Value Object

Value Object

"An object that describes some characteristic or attribute but carries no concept of identity." — Evans, Domain-Driven Design, 2003

Intent

A Value Object is a domain concept defined entirely by its attributes. Two Value Objects are equal if and only if all their attribute values are equal — there is no separate identity field, no surrogate key, no lifecycle to track. Money(10, "USD") equals any other Money(10, "USD") regardless of which instance created them.

Value Objects are immutable. There are no setters. Any operation that would "mutate" a Value Object instead returns a new instance (copy-on-mutation). This makes Value Objects safe to share, thread-safe by default, and trivially testable — a Value Object with the same input always produces the same result.

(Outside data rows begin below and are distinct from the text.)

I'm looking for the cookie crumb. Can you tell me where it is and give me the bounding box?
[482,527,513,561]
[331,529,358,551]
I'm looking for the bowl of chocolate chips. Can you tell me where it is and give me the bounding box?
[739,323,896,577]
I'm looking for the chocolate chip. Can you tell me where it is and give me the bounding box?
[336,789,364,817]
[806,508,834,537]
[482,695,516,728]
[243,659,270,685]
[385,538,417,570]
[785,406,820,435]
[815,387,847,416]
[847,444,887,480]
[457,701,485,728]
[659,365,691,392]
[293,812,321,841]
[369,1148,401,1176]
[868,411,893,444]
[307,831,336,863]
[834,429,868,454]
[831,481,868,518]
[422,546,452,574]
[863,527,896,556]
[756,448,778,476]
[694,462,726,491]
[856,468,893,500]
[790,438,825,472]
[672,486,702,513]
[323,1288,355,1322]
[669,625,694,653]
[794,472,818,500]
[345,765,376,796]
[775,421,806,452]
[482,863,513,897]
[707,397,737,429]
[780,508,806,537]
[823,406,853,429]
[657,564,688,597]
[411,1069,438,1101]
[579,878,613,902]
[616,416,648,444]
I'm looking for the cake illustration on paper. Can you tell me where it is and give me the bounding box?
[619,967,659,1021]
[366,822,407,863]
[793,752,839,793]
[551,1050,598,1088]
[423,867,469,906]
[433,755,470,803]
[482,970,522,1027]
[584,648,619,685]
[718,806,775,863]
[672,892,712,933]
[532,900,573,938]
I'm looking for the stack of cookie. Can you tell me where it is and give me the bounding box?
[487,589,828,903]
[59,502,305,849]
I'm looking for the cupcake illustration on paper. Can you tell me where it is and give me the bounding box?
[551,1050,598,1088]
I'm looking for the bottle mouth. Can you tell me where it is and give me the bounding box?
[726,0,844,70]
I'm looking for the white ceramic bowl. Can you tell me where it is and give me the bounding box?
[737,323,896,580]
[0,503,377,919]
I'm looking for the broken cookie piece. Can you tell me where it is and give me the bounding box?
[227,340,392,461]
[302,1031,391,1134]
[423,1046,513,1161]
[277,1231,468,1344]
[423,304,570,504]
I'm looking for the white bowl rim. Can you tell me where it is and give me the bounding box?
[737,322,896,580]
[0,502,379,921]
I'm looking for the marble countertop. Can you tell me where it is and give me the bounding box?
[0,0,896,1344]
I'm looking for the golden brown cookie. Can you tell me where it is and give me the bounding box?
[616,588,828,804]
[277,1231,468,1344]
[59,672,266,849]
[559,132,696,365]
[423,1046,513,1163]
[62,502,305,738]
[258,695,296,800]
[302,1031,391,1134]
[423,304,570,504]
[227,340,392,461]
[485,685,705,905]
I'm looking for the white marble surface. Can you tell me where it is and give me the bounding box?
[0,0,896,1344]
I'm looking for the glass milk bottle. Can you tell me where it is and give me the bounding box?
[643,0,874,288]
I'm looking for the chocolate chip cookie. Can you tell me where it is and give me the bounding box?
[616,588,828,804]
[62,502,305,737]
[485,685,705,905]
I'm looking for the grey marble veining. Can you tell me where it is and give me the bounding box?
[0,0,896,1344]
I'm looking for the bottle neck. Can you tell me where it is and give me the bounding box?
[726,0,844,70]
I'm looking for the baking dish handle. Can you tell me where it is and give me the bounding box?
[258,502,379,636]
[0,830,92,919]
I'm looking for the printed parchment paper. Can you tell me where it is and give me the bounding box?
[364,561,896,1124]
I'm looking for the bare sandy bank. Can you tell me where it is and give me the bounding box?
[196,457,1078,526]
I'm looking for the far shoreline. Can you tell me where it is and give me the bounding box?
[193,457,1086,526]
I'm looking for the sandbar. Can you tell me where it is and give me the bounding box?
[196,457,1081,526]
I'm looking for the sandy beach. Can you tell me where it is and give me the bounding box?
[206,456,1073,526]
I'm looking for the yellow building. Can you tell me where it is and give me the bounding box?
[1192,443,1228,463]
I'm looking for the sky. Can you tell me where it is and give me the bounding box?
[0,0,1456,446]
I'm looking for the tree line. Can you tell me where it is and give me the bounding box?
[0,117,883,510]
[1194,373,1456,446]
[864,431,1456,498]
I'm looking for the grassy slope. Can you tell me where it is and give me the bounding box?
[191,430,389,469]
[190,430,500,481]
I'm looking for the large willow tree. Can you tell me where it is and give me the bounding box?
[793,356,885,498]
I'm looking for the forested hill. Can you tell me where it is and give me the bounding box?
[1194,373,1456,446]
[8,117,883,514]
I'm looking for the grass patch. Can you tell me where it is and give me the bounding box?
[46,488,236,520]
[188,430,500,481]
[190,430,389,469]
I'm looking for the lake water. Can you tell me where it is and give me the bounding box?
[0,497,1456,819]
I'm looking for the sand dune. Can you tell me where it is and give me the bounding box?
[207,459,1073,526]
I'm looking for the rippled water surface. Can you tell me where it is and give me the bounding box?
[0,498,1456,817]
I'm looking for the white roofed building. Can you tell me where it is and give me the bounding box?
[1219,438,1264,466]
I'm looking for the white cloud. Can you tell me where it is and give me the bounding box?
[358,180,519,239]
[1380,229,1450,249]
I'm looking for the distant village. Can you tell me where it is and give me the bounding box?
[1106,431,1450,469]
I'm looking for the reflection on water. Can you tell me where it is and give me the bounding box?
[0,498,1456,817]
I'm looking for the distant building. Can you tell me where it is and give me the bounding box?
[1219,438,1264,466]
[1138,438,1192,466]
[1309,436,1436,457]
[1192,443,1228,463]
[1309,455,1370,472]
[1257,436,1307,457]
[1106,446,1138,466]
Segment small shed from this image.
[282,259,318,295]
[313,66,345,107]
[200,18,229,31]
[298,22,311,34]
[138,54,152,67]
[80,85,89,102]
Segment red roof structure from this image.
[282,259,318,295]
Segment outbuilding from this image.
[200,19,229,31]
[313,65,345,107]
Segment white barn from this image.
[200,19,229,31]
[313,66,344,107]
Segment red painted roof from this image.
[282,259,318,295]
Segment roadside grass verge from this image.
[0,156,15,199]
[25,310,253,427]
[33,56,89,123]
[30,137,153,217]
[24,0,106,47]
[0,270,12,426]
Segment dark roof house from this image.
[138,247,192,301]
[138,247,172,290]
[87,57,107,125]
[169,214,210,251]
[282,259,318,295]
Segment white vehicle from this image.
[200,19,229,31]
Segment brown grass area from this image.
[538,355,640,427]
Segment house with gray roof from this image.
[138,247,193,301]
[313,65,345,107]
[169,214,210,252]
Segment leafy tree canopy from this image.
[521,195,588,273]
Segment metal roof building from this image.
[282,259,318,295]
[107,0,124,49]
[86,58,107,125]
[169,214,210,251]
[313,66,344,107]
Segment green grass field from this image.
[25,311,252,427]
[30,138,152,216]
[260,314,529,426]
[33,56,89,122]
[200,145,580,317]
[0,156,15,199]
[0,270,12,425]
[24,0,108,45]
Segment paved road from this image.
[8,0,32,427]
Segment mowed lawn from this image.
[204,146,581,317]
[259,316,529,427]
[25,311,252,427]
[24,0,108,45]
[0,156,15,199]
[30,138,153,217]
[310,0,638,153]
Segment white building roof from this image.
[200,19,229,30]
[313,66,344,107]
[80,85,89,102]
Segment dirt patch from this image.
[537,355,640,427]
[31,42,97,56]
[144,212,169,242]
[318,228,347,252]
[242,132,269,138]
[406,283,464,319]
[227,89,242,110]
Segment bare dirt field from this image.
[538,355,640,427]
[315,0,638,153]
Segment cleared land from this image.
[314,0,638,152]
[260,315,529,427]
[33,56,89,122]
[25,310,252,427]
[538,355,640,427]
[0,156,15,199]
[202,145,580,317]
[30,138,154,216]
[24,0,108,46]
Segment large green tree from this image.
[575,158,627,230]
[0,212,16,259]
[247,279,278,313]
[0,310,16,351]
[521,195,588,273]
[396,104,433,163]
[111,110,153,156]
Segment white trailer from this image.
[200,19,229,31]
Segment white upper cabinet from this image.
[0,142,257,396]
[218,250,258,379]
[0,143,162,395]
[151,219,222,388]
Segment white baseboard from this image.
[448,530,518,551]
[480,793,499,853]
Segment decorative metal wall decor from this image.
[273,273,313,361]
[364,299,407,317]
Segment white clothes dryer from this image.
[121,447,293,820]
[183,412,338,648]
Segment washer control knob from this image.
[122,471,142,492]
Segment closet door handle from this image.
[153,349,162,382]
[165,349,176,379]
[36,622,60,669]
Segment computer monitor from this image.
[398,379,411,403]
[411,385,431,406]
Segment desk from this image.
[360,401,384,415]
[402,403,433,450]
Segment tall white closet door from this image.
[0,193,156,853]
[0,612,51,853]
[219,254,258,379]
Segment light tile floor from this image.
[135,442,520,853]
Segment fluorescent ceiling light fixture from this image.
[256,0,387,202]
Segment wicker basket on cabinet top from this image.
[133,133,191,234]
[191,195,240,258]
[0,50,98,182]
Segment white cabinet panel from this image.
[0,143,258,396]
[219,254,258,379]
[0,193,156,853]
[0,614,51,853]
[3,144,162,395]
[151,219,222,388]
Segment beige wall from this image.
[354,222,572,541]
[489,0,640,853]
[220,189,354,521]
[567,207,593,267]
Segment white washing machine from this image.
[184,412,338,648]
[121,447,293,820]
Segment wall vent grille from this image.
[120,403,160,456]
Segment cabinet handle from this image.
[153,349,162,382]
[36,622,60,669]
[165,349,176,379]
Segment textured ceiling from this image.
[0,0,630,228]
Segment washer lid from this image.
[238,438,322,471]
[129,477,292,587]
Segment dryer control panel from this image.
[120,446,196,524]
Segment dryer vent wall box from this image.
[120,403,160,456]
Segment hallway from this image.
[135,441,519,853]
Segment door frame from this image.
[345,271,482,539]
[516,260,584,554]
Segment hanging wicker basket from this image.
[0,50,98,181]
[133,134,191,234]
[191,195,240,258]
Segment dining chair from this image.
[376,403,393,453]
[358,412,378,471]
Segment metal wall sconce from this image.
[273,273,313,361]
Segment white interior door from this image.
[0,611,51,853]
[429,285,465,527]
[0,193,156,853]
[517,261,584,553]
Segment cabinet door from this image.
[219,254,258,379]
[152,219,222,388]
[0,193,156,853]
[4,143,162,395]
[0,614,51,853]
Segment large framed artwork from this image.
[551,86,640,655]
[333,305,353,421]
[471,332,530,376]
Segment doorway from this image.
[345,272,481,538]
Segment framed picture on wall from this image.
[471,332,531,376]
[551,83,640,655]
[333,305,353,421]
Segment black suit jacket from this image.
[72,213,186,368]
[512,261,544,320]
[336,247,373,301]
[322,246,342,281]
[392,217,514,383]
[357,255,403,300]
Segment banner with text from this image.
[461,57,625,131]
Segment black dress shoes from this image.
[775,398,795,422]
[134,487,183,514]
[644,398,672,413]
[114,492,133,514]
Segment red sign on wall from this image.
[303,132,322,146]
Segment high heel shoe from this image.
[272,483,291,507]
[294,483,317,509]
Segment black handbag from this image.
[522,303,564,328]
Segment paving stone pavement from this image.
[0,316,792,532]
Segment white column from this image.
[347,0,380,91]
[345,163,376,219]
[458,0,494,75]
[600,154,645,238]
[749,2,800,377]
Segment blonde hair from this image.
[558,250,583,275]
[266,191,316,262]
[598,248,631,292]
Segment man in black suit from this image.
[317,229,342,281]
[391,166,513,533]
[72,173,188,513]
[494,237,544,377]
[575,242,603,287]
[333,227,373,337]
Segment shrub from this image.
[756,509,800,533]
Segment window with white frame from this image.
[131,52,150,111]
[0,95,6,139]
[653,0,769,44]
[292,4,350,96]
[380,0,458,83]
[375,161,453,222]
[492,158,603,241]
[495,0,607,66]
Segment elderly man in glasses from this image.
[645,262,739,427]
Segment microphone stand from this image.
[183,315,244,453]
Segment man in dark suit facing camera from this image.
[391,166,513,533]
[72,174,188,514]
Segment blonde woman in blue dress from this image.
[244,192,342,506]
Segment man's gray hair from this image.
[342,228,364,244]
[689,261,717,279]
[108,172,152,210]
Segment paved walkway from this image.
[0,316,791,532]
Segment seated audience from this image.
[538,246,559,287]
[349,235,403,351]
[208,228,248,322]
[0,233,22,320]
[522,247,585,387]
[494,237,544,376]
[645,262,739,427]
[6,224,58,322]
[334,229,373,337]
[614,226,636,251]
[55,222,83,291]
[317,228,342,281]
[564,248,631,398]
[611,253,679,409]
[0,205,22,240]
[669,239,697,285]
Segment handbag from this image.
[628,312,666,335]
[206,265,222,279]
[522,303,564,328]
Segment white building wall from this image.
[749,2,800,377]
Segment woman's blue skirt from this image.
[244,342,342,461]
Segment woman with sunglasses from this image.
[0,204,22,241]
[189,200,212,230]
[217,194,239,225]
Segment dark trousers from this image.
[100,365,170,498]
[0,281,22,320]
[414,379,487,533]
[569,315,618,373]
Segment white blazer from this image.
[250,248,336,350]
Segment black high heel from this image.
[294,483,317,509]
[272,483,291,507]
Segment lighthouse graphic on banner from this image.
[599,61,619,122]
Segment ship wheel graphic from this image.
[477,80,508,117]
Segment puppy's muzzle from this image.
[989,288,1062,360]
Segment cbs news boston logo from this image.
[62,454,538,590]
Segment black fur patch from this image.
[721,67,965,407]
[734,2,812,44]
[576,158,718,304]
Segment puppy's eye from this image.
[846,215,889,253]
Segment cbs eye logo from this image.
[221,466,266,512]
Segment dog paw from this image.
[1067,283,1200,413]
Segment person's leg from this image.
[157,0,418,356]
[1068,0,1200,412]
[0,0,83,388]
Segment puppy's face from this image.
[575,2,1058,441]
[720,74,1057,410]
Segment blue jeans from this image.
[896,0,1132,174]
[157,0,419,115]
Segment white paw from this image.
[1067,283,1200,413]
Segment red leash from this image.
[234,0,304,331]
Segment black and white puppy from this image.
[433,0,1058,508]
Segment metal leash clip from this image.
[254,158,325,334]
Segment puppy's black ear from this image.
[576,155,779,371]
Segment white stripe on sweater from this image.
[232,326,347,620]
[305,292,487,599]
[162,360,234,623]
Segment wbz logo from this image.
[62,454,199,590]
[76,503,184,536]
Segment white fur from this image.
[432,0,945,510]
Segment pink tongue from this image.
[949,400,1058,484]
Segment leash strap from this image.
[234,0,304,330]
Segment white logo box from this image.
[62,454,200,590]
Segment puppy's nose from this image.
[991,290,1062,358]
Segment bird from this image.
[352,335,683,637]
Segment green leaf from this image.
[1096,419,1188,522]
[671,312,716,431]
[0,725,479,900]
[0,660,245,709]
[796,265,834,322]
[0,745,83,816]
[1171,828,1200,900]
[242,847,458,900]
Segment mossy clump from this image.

Value Objects eliminate primitive obsession: instead of passing raw number or String for a price, a postal code, or an email address, the domain model uses Money, PostalCode, or EmailAddress — types that carry their own validation invariants and make illegal states unrepresentable.

When NOT to Use

  • The object has a meaningful lifecycle or identity across time — use Entity instead. An Order is an Entity: Order #12345 retains its identity even when its status changes from pending to confirmed.
  • The object is large and mutated very frequently, making copy-on-mutation cost prohibitive (e.g., a large immutable collection updated millions of times per second).
  • Equality-by-value semantics are not meaningful for the concept: two Employee records with the same name are not the same employee.
  • The surrounding persistence layer (legacy ORM) cannot accommodate immutable types without significant workarounds — consider whether the friction is worth the correctness benefit.

When to Use

  • Modelling domain concepts defined entirely by their attributes: Money, EmailAddress, DateRange, Quantity, Colour, PostalCode, GeoCoordinate.
  • Eliminating primitive obsession — replacing raw number, string, or Date parameters with self-validating types that reject invalid values at construction time.
  • Enforcing invariants at construction time so that an invalid Value Object can never exist in the system (e.g., Money cannot have a negative amount; EmailAddress cannot be malformed).
  • Any concept where "same value = same thing" is the natural language of the domain.

How It Works

Three defining characteristics govern Value Objects:

  1. Equality by value — two instances are equal when all their fields are equal; equality is implemented by comparing properties, not object references (=== / Object.is comparisons are wrong for Value Objects).
  2. Immutability — no setters. Once constructed, properties never change. Operations that would mutate state return a new instance via a copy constructor or factory method (add(), withCurrency(), toUpperCase()). Immutability is enforced at the language level where possible (Object.freeze in TypeScript, record in Java, final fields with no setters in older Java).
  3. Self-validating constructors — the constructor (or a create() factory) checks all invariants and throws on violation. After construction, a valid Value Object is guaranteed to remain valid forever because it cannot be mutated.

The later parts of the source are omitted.